Washington Post conservative Jennifer Rubin interpreted Obama's refusal to negotiate not as an attempt to end the cycle of brinkmanship Republicans had initiated two years earlier, and return to reciprocity in divided government, but as a not-very-leaderly political scheme meant to destroy their party.
The budget agreement Rep. Paul Ryan, R-Wis., and Sen. Patty Murray, D-Wash. struck this week -- mutually agreeable to many Democrats and many Republicans -- badly discredits both arguments.
“We've got to find a way to make divided government work,” Ryan told reporters Wednesday.
It's very hard to look back at the events of the past couple months and not credit Obama with provoking this volte-face. Ryan never really cast his lot with the Obamacare defunders. But back in the summer, he was a leading advocate of the view that Republicans should use the debt limit to force Obama to agree to a budget on GOP terms.
“I think it will fold into the debt ceiling fight. I think that’s inevitable. And preferable in my opinion. I like combining all of our leverage, which is sequester and the debt limit,” Ryan told National Review. "Nobody believes [Obama won't negotiate]."
The deal he struck with Murray, by contrast, wasn't negotiated under threat of default. As such, it contain no fruits of the right's extortion fantasies. No cuts to big social insurance programs. No pound of Obamacare flesh. But it doesn't bear any of the hallmarks of a GOP cave either. No tax increase on rich people. No unemployment extension. Nothing about this deal suggests Obama destroyed the GOP and is now running roughshod over them for sport.
On the merits the Murray-Ryan plan should have been just as acceptable in September as it is now. But Republicans weren't temperamentally prepared for it then. And it's only happening now because Obama refused to be extorted into accepting a GOP-authored plan, and legitimizing the kind of brinkmanship that has defined the GOP's House majority since 2011.
In that sense his refusal to negotiate in October wasn't a failure of leadership, but precisely the tough-minded act of leadership Republicans needed to reach an understanding of the limits of their power.
It's been pretty clear since January, when Republicans once again declared the tax code off limits, and very clear since the summer, that a lowest-common-denominator budget deal was the only kind of deal this Congress could pass. But first Republicans had to abandon the fantasy that they could force Obama to make larger, unreciprocated concessions. Once the government shutdown ended, and Republican leaders had accepted the perils of deploying uncompromising tactics, it wasn't too hard to figure out where this was headed.

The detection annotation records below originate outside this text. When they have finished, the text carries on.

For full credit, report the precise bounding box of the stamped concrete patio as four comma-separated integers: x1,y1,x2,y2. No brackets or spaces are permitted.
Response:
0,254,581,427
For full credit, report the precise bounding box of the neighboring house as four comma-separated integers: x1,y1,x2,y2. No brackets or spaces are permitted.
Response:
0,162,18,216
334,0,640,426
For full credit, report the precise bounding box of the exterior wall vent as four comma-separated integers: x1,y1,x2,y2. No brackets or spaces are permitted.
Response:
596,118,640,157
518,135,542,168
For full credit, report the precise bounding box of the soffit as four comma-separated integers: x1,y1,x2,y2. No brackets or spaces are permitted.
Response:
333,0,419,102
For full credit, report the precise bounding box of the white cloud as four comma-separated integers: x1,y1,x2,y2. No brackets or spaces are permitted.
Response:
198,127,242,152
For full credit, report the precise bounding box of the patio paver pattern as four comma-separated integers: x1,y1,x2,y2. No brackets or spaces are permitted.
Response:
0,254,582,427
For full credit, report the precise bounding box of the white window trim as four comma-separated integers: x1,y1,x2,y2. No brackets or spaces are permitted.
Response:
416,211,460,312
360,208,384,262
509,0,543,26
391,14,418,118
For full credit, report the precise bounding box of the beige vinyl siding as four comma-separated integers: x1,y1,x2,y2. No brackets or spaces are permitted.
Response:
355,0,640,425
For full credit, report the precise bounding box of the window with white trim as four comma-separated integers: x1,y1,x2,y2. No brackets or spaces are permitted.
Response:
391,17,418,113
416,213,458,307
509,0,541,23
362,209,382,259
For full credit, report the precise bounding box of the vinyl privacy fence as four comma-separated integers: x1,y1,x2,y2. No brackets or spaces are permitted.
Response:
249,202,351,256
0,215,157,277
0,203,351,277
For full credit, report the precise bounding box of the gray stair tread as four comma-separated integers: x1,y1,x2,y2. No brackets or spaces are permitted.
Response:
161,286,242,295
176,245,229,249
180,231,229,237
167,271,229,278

The parties' differences remained too vast for a big budget deal, but the GOP's aversion to triggering another shutdown augured for something like Murray-Ryan.
Fournier and others can of course claim that a more skilled leader could have mustered a more ambitious accord, now or earlier in the year. Critics mock this as magical thinking -- a belief that, like the Green Lantern, presidents should be able to broker compromises and accomplish great things through sheer force of will. But the criticism is inapt. The leadership trope isn't mistaken because leadership is an abstract tool like will power. It's mistaken because leadership isn't a quality, no matter how refined, that will persuade Republicans to make the compromises required to do ambitious, bipartisan things.
But it did persuade them to stop lurching from crisis to crisis. Leadership enthusiasts just didn't recognize it at the time.